Working primarily through hand-building techniques, I create pieces that exist between vessel and body, exploring themes of transformation, presence, resilience, and the complexities of human experience. I am drawn to the expressive potential of clay—its ability to record touch, retain memory, and embody both strength and fragility.
Over the years, my work has been presented in several exhibitions in Tehran, allowing me to share my evolving practice with a wider audience. Alongside my work as an artist, I am also a mother of two. The experience of motherhood has deepened my understanding of creation, care, continuity, and transformation—ideas that subtly find their way into my work.
Now based once again in Dubai, I continue to develop my practice within an international context, expanding my artistic dialogue and engaging with audiences across the region and beyond.
Artist Statement
My practice explores imperfection as a form of truth. Through sculpture, I investigate the tension between control and surrender, structure and vulnerability, seeking a visual language that embraces what is irregular, incomplete, and deeply human.
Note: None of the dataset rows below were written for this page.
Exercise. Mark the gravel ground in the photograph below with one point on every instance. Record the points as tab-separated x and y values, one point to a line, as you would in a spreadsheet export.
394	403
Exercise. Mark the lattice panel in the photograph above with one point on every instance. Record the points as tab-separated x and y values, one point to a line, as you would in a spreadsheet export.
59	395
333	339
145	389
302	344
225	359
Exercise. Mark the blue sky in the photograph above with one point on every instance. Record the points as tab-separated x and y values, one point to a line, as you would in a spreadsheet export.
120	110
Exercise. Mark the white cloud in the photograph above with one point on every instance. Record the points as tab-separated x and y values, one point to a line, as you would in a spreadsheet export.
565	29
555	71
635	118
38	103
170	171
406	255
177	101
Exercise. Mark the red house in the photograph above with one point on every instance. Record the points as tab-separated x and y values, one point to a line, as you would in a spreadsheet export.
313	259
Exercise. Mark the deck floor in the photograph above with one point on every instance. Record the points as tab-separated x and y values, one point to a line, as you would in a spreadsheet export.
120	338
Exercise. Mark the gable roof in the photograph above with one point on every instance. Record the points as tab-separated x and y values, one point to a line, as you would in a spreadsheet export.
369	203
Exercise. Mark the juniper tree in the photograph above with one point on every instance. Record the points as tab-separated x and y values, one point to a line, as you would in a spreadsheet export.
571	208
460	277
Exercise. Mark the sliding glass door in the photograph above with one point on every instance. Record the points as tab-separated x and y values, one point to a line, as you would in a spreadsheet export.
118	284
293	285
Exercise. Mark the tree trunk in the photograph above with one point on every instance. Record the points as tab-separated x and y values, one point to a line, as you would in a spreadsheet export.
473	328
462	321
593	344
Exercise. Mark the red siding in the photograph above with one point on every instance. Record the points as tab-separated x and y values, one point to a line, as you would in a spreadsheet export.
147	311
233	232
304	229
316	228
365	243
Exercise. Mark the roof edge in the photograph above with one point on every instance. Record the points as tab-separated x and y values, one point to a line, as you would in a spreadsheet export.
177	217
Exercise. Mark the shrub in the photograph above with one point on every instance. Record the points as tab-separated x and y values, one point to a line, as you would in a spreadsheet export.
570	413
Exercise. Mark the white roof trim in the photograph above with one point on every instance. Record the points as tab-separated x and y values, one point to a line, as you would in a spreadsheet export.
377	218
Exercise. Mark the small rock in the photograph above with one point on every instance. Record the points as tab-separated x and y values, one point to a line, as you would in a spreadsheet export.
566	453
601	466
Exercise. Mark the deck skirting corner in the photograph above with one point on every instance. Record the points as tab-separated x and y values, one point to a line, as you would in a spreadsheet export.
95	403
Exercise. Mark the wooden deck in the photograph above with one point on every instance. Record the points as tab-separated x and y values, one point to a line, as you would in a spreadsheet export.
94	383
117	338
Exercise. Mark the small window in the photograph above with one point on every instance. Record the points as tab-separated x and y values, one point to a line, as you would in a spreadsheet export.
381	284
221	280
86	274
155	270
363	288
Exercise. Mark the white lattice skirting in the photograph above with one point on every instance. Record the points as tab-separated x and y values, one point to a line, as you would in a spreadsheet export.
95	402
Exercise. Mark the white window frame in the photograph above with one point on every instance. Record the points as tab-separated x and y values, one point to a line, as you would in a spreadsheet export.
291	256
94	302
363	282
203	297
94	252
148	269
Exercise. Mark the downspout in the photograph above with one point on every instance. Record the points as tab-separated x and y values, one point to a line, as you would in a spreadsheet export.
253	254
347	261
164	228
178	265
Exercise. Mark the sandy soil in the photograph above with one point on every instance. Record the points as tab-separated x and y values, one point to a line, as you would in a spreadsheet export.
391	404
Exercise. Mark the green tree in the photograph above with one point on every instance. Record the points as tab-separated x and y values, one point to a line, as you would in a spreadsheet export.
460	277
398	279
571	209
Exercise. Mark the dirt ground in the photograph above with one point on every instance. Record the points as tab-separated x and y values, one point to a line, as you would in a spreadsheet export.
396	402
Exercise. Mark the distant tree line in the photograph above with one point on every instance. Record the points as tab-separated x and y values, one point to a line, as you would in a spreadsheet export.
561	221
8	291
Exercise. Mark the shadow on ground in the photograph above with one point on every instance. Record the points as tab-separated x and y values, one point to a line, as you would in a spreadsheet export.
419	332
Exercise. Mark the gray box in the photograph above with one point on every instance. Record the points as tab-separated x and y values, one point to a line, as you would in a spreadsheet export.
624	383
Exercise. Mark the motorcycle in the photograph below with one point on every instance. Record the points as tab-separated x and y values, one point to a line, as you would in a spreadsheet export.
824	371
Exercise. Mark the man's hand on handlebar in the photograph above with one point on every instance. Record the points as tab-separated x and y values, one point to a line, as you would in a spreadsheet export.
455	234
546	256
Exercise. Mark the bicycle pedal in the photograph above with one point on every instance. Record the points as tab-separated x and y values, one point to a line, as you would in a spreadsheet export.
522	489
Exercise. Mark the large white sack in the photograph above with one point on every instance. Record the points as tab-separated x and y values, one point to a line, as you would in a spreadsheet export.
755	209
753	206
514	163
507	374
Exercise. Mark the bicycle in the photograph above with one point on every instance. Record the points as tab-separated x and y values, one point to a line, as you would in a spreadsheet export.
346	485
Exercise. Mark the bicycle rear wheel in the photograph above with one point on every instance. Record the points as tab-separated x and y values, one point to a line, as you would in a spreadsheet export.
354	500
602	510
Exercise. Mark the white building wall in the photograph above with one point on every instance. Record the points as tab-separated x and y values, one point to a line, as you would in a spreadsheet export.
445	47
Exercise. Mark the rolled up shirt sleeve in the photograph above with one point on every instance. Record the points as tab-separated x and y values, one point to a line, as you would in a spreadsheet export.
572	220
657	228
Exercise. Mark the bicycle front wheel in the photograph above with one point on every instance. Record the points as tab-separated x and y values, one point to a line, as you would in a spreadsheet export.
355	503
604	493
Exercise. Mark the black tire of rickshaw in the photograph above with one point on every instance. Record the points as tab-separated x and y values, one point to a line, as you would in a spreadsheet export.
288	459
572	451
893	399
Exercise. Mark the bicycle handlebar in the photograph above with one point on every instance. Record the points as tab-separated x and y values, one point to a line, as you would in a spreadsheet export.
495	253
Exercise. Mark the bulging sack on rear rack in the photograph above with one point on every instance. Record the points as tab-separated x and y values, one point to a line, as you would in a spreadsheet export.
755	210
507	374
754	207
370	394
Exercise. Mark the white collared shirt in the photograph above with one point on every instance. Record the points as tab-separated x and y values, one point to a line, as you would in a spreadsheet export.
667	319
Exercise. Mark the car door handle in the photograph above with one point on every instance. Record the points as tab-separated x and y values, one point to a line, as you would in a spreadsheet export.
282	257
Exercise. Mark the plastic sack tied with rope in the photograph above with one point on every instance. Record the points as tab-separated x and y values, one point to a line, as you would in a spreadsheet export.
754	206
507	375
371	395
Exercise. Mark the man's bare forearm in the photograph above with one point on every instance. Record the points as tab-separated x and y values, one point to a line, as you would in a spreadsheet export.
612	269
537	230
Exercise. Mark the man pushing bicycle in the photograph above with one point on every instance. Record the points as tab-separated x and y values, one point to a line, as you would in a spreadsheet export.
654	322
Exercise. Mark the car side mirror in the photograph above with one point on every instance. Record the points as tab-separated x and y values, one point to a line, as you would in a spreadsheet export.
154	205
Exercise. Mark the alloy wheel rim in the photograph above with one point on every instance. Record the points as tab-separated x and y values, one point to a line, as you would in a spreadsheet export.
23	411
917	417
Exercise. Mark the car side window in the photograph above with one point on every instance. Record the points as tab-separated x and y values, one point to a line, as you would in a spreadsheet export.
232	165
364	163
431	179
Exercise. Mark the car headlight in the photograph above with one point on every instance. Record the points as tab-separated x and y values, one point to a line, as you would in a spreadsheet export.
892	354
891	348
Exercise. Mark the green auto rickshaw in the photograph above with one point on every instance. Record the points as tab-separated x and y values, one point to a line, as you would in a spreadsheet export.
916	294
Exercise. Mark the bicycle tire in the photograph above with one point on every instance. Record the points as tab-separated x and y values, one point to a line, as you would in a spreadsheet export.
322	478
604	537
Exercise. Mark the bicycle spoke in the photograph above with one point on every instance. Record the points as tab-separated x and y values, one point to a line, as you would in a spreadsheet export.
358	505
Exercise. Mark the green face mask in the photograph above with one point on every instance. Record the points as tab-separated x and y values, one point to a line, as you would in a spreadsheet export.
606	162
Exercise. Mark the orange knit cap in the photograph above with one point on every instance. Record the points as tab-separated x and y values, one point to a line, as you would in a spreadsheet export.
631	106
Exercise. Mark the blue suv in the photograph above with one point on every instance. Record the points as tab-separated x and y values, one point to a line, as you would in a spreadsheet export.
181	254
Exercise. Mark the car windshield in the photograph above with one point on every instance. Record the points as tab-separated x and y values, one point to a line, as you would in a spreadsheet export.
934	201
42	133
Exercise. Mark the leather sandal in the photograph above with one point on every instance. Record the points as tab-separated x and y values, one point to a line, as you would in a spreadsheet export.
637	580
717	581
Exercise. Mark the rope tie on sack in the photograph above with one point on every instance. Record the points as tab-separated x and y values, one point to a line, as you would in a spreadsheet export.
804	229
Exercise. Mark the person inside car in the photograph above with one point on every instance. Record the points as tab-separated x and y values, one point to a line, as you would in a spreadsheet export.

Working primarily with clay, I create forms that exist between vessel and body. These shapes emerge through an intuitive, hand-built process in which the material itself becomes an active collaborator. Rather than imposing absolute control, I allow gestures, distortions, and unexpected shifts to remain visible, preserving traces of making and the passage of time.
My work is informed by the cultural memory of Iran and by the experiences of women whose presence, resilience, and emotional complexity continue to shape my understanding of identity and belonging. While rooted in personal experience, the sculptures are not intended as portraits or representations. Instead, they function as embodied forms that carry both individual and collective narratives, inhabiting a space between containment and exposure, fragility and strength.
The decision to leave surfaces raw and unglazed is central to my practice. The natural texture of clay retains a sense of honesty and immediacy, allowing the material to speak without concealment. I am interested in how surface can hold memory—how cracks, irregularities, and imperfections become records of transformation rather than flaws to be corrected.
Ultimately, my work is an invitation to reconsider conventional ideas of beauty and completion. By embracing asymmetry, vulnerability, and material authenticity, I seek to create spaces for reflection where viewers may encounter beauty not in perfection, but in the complexity, resilience, and unfinished nature of human experience.